As Dancaïro, she switches into a wry, street-wise survivor with seemingly effortless vocal and physical gear-changes. Florian Carove’s Morales, meanwhile, has justifiably been described as irresistibly charismatic: he functions as both participant and commentator, his every gesture and line delivery calibrated to draw the audience deeper into this nocturnal gathering of the ghosts of Carmen. What makes Killing Carmen so refreshing is that its irreverence is grounded in an obvious love for Bizet’s original. Press reactions have highlighted how the piece manages to feel wild and liberated while, paradoxically, staying truer to the spirit of Carmen than many high-concept Regietheater readings.

Strunk and Schrenk never mock the opera; instead, they listen attentively to its blind spots – above all, the tendency to aestheticise Carmen’s death and to project guilt back onto the victim – and let those blind spots generate new material. Formally, the evening sits somewhere between opera, play with music and concert, but it never feels unsure of its identity. The multilingual text flows organically; surtitles ensure nothing is lost, yet the performers’ commitment is such that you could almost follow the story on body language alone.

Scenes of aching intimacy – Carmen and José replaying their history, Micaëla negotiating her own future, Escamillo confronting what it means to be a legend – are intercut with high-energy ensemble numbers that push the band and cast to exhilarating extremes. By the time the evening reaches its final, quietly devastating image, one senses that something more than a clever sequel has taken place. The creators have used the figure of Carmen to ask larger questions about memory, complicity, storytelling and the ways in which we, as audiences, consume tales of violence against women.

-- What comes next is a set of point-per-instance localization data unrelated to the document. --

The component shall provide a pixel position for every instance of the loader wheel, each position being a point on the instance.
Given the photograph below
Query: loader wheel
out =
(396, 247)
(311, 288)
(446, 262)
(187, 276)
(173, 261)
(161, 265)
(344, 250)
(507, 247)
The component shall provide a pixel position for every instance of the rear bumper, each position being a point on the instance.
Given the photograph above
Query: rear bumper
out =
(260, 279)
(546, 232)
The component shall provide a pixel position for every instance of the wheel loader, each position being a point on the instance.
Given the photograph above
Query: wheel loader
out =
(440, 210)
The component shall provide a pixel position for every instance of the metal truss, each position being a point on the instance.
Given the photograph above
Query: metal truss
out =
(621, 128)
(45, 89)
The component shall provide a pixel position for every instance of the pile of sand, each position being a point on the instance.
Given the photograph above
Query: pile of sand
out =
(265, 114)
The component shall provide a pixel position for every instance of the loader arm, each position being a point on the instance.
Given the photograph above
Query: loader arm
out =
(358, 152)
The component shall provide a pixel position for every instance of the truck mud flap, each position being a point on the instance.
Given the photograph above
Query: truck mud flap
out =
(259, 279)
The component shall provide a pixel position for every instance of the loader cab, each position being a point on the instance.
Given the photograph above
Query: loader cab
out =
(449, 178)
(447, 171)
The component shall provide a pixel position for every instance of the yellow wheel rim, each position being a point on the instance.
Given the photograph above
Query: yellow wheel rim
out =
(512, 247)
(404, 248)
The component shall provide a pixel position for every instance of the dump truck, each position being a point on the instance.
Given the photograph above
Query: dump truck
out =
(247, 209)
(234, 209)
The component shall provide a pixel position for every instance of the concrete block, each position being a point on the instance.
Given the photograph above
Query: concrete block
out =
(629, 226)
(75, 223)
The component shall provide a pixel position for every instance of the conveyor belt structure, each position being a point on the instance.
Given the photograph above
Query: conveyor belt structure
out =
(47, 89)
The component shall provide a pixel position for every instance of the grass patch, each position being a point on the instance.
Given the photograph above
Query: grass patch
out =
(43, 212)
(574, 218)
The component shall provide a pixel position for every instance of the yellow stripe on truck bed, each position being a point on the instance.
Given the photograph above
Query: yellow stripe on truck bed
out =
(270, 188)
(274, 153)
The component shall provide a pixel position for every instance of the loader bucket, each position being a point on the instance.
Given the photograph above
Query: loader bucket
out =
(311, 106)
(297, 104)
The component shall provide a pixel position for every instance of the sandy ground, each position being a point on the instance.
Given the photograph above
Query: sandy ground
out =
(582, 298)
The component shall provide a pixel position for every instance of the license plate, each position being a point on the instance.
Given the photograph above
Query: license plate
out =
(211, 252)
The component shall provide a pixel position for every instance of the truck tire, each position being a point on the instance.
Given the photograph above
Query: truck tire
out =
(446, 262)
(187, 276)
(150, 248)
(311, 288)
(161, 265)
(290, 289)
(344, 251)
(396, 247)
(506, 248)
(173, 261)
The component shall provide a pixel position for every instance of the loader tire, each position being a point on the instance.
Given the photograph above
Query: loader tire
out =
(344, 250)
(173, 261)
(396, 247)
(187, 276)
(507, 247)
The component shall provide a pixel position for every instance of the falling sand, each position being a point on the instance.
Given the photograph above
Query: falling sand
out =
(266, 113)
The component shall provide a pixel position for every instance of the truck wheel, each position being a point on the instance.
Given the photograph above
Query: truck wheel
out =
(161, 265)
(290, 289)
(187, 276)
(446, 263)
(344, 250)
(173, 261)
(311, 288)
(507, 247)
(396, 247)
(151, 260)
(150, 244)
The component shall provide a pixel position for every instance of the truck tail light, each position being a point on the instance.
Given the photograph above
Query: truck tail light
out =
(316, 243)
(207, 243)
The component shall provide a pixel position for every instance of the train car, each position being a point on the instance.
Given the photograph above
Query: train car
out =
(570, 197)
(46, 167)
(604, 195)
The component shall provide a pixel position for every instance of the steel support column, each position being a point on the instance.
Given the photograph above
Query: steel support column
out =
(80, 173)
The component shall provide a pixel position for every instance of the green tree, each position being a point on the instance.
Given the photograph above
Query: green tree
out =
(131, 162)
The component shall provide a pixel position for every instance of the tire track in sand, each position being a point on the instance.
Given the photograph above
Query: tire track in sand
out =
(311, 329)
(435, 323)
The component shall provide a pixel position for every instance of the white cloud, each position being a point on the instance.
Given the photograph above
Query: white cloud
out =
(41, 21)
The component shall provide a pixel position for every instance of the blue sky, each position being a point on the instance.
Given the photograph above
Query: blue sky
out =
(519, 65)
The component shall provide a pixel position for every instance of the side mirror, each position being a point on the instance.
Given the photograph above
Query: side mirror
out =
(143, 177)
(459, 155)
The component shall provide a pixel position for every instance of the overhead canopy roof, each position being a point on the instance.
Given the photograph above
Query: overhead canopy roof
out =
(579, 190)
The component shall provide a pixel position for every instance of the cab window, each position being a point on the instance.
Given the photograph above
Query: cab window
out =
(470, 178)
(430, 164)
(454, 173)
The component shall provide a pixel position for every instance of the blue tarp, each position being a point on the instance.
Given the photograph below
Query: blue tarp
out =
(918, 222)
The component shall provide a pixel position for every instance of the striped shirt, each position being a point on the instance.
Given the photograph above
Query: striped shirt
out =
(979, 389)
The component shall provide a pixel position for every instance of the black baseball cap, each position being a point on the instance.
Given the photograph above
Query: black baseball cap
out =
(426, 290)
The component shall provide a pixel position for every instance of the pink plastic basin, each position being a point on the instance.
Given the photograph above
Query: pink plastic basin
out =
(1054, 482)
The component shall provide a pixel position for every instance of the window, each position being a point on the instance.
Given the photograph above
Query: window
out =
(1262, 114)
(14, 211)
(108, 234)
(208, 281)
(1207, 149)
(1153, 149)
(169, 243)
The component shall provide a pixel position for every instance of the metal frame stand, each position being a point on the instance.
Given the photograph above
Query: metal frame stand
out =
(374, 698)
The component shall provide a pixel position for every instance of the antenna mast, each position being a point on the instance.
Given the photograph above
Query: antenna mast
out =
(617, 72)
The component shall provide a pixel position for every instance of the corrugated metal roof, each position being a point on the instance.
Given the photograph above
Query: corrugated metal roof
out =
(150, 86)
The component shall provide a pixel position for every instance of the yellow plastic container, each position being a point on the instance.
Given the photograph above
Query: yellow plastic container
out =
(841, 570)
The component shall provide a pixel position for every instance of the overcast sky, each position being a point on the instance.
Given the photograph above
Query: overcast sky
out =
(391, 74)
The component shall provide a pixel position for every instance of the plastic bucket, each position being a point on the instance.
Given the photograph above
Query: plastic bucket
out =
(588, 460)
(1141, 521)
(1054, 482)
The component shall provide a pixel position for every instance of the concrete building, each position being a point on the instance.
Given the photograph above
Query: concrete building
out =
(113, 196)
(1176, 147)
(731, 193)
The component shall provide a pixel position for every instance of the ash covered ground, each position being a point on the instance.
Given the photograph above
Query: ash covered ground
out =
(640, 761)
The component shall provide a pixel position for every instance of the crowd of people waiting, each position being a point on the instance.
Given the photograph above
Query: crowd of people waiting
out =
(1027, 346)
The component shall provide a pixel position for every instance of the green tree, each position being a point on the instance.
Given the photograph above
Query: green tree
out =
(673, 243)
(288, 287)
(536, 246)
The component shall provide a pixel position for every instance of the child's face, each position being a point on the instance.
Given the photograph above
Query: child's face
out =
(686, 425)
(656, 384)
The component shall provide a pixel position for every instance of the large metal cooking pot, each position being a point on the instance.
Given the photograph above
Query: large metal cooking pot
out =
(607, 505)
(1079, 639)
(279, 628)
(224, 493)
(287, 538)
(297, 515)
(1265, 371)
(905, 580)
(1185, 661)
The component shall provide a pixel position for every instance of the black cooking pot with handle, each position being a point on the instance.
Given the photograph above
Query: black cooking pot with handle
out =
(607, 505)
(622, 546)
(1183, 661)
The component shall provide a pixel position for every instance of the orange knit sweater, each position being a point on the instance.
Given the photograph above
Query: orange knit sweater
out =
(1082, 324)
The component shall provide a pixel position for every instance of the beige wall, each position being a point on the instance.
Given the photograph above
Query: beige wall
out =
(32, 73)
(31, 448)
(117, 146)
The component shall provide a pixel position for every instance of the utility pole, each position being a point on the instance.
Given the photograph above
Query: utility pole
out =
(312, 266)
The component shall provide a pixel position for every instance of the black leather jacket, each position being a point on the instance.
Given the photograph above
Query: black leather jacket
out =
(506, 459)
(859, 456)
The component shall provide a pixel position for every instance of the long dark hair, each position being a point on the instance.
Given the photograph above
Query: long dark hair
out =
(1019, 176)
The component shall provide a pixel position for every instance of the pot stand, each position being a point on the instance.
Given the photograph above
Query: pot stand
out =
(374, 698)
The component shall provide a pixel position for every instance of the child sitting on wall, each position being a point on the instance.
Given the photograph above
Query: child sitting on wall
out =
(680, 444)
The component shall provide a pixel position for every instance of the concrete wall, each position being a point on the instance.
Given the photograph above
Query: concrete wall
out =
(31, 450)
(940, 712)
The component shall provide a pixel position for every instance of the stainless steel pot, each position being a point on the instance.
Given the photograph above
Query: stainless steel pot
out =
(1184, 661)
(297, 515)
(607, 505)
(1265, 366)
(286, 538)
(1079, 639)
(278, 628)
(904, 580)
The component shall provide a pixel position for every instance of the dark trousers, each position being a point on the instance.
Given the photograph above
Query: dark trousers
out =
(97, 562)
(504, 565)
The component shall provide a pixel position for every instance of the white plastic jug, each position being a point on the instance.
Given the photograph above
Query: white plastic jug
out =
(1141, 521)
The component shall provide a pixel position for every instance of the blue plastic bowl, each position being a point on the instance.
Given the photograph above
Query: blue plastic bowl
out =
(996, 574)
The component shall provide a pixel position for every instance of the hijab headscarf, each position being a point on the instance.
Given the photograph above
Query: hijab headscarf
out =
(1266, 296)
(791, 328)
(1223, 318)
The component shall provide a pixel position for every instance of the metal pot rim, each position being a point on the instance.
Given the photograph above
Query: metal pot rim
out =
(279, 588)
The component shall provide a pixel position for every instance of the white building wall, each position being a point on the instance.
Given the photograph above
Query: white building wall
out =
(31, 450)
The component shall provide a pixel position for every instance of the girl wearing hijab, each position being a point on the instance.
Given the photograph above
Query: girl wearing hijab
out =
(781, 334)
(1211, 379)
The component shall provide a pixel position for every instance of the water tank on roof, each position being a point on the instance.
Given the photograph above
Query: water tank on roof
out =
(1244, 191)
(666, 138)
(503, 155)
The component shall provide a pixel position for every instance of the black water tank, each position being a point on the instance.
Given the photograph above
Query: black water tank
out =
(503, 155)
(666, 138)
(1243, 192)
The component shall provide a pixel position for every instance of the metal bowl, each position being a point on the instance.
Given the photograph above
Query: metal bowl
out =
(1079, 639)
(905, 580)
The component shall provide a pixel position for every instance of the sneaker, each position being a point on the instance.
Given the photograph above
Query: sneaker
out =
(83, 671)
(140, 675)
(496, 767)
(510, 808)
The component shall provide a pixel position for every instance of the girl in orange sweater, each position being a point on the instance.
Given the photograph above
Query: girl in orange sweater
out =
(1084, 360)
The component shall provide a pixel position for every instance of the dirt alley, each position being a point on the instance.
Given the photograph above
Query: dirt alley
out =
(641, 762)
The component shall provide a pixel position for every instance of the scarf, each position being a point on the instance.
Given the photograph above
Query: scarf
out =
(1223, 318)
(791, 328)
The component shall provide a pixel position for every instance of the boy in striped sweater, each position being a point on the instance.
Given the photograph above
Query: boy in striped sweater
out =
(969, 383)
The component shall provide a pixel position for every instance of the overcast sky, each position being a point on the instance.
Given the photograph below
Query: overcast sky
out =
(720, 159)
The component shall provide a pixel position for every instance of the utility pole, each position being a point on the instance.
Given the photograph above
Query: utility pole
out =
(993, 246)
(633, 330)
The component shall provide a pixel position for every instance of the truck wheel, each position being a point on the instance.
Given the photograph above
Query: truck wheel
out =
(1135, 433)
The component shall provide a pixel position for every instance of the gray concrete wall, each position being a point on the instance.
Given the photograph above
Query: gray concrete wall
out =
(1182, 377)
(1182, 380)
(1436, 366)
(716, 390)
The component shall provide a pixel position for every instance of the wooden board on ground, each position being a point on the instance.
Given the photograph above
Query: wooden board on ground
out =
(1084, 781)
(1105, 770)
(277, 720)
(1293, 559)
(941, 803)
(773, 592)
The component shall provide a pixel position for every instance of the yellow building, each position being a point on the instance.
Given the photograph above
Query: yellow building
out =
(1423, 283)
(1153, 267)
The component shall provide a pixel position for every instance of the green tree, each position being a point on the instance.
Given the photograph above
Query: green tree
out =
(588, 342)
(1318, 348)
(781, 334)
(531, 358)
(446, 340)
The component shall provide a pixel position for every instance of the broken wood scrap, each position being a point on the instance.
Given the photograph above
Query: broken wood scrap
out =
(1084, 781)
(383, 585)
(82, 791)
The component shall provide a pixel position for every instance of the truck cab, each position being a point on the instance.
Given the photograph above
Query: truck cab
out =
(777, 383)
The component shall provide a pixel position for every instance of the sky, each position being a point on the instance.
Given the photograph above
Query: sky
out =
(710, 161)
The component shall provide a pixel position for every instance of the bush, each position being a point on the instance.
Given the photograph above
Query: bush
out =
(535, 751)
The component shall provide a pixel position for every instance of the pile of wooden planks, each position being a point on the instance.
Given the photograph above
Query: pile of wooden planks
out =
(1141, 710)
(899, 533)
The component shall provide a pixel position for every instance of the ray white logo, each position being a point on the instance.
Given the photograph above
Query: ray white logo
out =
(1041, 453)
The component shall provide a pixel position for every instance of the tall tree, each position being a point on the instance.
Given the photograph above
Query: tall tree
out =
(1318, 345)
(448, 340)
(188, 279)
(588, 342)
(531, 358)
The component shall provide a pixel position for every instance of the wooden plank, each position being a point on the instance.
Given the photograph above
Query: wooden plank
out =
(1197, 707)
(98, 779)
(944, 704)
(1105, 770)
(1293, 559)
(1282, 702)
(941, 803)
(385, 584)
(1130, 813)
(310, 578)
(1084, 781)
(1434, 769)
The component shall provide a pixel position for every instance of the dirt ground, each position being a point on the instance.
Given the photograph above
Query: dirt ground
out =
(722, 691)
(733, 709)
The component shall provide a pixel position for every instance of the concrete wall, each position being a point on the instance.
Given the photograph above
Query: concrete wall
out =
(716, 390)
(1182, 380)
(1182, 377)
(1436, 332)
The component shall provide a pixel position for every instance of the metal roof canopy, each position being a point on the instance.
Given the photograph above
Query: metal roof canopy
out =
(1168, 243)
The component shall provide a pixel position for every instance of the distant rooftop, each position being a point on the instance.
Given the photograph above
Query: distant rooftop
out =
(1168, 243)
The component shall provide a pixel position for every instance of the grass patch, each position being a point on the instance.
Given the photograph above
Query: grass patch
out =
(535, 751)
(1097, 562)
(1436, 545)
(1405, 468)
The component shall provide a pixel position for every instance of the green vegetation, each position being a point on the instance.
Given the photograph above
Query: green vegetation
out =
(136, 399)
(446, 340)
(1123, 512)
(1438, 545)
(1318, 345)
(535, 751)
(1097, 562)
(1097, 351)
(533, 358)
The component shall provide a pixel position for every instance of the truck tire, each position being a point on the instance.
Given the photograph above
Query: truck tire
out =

“Every person carries a world within them; when a person is killed, that world dies too,” the Volksoper’s description reminds us, and Killing Carmen makes that loss almost physically tangible. t is no surprise that the premiere drew rapturous applause and that local critics have praised the production’s intelligence, humour and emotional punch. For newcomers, this show is an accessible, thrilling way into the Carmen universe; for seasoned opera lovers, it offers the rare pleasure of hearing a familiar classic with genuinely fresh ears. Far from “killing” Carmen, this inventive Volksoper evening brings her, and the questions she embodies, vividly back to life.